Kemudian muncul Pendidikan Seni Budaya diberikan di sekolah-sekolah di Indonesia. Muncul karena dianggap adanya  keunikannya, kebermaknaannya, dan kebergunaannya-- terhadap kebutuhan siswa-- yang terletak pada pemberian pengalaman Estetik dalam bentuk kegiatan berekspresi, berkreasi dan berapresiasi melalui pendekatan “belajar dengan Seni”, “belajar melalui seni”, dan “belajar tentang seni”. Dianggap peran-peran ini tidak dapat diberikan oleh mata pelajaran lain.

Anggapan lain adalah bahwa pembelajaran seni budaya sangat terkait dengan kehidupan masyarakat Indonesia yang majemuk, dengan latar belakang budaya yang beraneka ragam, sehingga dengan memperkenalkan keanekaragaman budaya dalam pembelajaran seni menjadi strategi dalam mendukung pelestarian budaya tradisi.

Karakteristik bidang studi Seni Budaya yang paling menonjol adalah bersifat rekreatif. apabila guru kreatif untuk memanfaatkan karakteristik bidang studi ini maka akan mampu membentuk karakter siswa yang mandiri, bertanggung jawab, kreatif, imajinatif, produktif, dan responsif.

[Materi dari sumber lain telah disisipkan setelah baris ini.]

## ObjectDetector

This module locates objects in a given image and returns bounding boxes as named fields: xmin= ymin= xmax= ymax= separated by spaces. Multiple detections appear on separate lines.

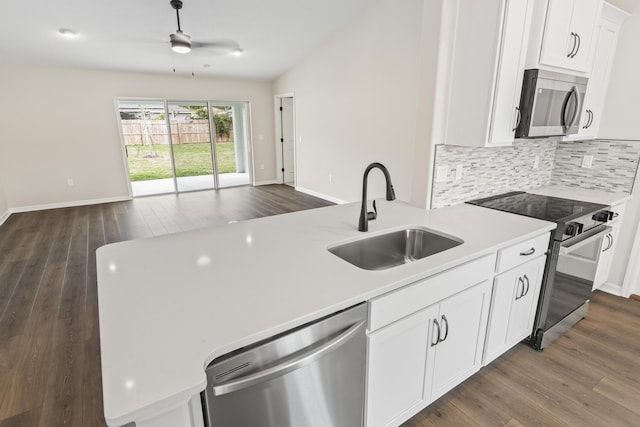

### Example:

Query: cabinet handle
xmin=516 ymin=277 xmax=524 ymax=301
xmin=431 ymin=319 xmax=440 ymax=347
xmin=520 ymin=248 xmax=536 ymax=256
xmin=571 ymin=33 xmax=582 ymax=58
xmin=440 ymin=314 xmax=449 ymax=342
xmin=567 ymin=31 xmax=578 ymax=58
xmin=511 ymin=107 xmax=522 ymax=132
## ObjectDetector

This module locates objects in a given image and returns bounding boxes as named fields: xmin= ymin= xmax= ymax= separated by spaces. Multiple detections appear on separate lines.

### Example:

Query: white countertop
xmin=97 ymin=200 xmax=555 ymax=425
xmin=527 ymin=185 xmax=631 ymax=206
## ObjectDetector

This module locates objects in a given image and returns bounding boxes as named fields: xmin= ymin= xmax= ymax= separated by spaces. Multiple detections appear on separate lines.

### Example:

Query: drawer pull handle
xmin=431 ymin=319 xmax=441 ymax=347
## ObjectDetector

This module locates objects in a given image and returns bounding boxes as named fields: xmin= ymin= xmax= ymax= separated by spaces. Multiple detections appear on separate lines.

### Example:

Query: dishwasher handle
xmin=212 ymin=320 xmax=366 ymax=396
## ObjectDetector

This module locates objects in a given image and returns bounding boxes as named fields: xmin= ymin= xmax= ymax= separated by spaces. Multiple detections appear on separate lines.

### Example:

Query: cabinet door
xmin=488 ymin=0 xmax=533 ymax=145
xmin=426 ymin=282 xmax=490 ymax=401
xmin=365 ymin=307 xmax=437 ymax=427
xmin=540 ymin=0 xmax=602 ymax=72
xmin=578 ymin=20 xmax=620 ymax=139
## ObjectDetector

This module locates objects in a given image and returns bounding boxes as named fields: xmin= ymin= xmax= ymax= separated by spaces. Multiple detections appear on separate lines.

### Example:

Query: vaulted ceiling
xmin=0 ymin=0 xmax=377 ymax=80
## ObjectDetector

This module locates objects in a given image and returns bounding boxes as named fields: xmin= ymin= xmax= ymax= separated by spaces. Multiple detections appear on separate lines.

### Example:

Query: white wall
xmin=0 ymin=176 xmax=9 ymax=225
xmin=600 ymin=1 xmax=640 ymax=295
xmin=274 ymin=0 xmax=432 ymax=201
xmin=0 ymin=65 xmax=276 ymax=212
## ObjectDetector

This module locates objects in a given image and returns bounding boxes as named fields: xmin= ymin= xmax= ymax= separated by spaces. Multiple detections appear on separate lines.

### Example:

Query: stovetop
xmin=467 ymin=191 xmax=608 ymax=223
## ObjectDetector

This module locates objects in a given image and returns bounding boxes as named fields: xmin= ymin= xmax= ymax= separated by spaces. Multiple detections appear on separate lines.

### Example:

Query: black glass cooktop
xmin=467 ymin=191 xmax=607 ymax=222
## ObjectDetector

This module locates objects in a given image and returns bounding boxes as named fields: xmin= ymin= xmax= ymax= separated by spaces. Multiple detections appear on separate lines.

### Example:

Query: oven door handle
xmin=560 ymin=226 xmax=611 ymax=255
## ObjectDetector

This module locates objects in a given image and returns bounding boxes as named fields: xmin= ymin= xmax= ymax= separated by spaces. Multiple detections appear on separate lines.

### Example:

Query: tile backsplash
xmin=431 ymin=139 xmax=640 ymax=208
xmin=551 ymin=140 xmax=640 ymax=193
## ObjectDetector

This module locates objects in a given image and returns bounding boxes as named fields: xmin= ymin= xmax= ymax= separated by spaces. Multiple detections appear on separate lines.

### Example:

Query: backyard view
xmin=127 ymin=142 xmax=236 ymax=181
xmin=118 ymin=99 xmax=250 ymax=197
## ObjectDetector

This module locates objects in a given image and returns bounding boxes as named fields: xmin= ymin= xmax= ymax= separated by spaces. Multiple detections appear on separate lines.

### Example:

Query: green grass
xmin=127 ymin=142 xmax=236 ymax=181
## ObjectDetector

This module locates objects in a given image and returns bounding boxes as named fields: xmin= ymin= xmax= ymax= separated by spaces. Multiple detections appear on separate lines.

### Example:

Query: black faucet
xmin=358 ymin=163 xmax=396 ymax=231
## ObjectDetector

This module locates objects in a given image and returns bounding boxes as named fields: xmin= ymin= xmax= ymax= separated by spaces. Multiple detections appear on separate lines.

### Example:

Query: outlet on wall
xmin=582 ymin=154 xmax=593 ymax=169
xmin=436 ymin=165 xmax=449 ymax=182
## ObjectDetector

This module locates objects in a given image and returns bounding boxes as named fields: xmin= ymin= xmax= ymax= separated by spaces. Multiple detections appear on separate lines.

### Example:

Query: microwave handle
xmin=562 ymin=85 xmax=582 ymax=132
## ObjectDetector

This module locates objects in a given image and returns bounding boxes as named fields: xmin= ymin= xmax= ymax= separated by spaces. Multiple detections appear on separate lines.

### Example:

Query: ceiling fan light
xmin=169 ymin=31 xmax=191 ymax=53
xmin=171 ymin=43 xmax=191 ymax=53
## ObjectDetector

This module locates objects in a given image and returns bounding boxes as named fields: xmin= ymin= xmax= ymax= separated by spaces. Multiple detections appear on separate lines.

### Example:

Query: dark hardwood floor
xmin=0 ymin=185 xmax=332 ymax=427
xmin=0 ymin=185 xmax=640 ymax=427
xmin=403 ymin=292 xmax=640 ymax=427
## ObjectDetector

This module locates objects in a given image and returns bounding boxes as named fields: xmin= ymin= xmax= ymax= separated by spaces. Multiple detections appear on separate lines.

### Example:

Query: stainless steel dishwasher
xmin=204 ymin=304 xmax=367 ymax=427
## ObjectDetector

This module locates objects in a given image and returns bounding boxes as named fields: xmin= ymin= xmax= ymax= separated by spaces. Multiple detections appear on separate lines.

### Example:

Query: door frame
xmin=273 ymin=92 xmax=298 ymax=188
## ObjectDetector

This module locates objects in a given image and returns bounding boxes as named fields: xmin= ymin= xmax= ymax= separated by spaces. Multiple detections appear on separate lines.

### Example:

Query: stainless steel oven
xmin=467 ymin=191 xmax=614 ymax=350
xmin=516 ymin=69 xmax=588 ymax=138
xmin=534 ymin=225 xmax=611 ymax=349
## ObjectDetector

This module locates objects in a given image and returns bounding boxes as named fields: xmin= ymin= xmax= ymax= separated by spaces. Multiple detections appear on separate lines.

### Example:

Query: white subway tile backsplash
xmin=431 ymin=139 xmax=640 ymax=208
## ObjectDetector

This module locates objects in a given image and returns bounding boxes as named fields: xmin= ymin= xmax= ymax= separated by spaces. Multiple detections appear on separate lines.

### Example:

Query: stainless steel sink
xmin=329 ymin=227 xmax=462 ymax=270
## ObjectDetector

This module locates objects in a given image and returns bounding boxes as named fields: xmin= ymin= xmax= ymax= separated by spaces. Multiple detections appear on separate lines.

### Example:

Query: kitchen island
xmin=97 ymin=200 xmax=555 ymax=426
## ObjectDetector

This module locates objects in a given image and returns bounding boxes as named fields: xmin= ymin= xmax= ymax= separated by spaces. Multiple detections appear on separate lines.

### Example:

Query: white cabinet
xmin=366 ymin=307 xmax=437 ymax=427
xmin=568 ymin=3 xmax=629 ymax=140
xmin=365 ymin=254 xmax=496 ymax=427
xmin=444 ymin=0 xmax=534 ymax=147
xmin=540 ymin=0 xmax=602 ymax=73
xmin=482 ymin=256 xmax=548 ymax=365
xmin=425 ymin=281 xmax=491 ymax=402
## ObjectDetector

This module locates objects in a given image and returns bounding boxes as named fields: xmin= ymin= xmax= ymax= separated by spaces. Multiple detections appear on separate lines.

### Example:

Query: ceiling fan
xmin=169 ymin=0 xmax=242 ymax=55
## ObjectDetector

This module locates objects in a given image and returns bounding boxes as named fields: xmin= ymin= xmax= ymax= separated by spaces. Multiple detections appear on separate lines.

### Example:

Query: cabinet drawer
xmin=496 ymin=233 xmax=551 ymax=273
xmin=369 ymin=254 xmax=496 ymax=331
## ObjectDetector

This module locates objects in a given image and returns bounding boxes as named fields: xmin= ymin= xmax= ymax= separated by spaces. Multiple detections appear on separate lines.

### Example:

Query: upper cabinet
xmin=566 ymin=3 xmax=630 ymax=140
xmin=444 ymin=0 xmax=534 ymax=147
xmin=539 ymin=0 xmax=602 ymax=73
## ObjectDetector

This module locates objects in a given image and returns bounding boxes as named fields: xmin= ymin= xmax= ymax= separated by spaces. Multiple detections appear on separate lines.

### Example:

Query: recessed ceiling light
xmin=58 ymin=28 xmax=78 ymax=39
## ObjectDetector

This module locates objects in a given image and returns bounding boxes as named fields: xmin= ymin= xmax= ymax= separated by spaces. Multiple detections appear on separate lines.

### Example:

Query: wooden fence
xmin=122 ymin=120 xmax=233 ymax=145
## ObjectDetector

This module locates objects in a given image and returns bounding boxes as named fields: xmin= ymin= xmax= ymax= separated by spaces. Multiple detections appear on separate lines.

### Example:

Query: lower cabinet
xmin=365 ymin=281 xmax=491 ymax=427
xmin=366 ymin=307 xmax=438 ymax=427
xmin=482 ymin=256 xmax=547 ymax=365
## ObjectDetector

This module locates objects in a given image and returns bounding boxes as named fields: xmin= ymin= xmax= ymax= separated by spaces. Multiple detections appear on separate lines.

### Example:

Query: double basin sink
xmin=329 ymin=227 xmax=463 ymax=270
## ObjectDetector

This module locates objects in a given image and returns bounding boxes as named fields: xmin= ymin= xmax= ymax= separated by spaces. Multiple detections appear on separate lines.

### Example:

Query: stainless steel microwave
xmin=516 ymin=68 xmax=588 ymax=138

Namun tidak akan menolak munculnya pemikiran yang lain misalnya  pendidikan seni dan Budaya yang cocok dengan sosial budaya anak-anak (child culture). Sebab konteks pelestarian budaya dalam pembelajaran seni budaya baru sebatas pelestarian budaya orang dewasa, dan bukan budaya anak-anak. Apakah yang dimaksud dengan budaya anak-anak?

Seperti yang dikatakan oleh Steven Mintz[2], budaya anak-anak adalah yang ada di sekitar dunia imajinatif dan kreatif anak-anak, seperti: cerita rakyat dan humor mereka; hubungan sosial anak-anak, termasuk persahabatan dan interaksi mereka dengan teman sebayanya; permainan anak-anak, termasuk permainan, olahraga, dan permainan komputer dan video; dan konsumsi mereka pada budaya populer komersial, seperti buku anak-anak, acara televisi, dan film. 

Seperti yang di kemukakan dalam penelitian oleh  Jackie Marsh (2010/c: 23–39)[3] yang berpendapat, dalam pendidikan seni dan budaya ada tiga hal yang menjadi sorotan,
  1. budaya anak-anak itu sendiri (yang harus di bedakan dengan budaya orang dewasa),
  2. seni dan budaya orang dewasa, dan
  3. ketiga adalah peran pendidikan seni untuk menumbuhkan kreatifitas.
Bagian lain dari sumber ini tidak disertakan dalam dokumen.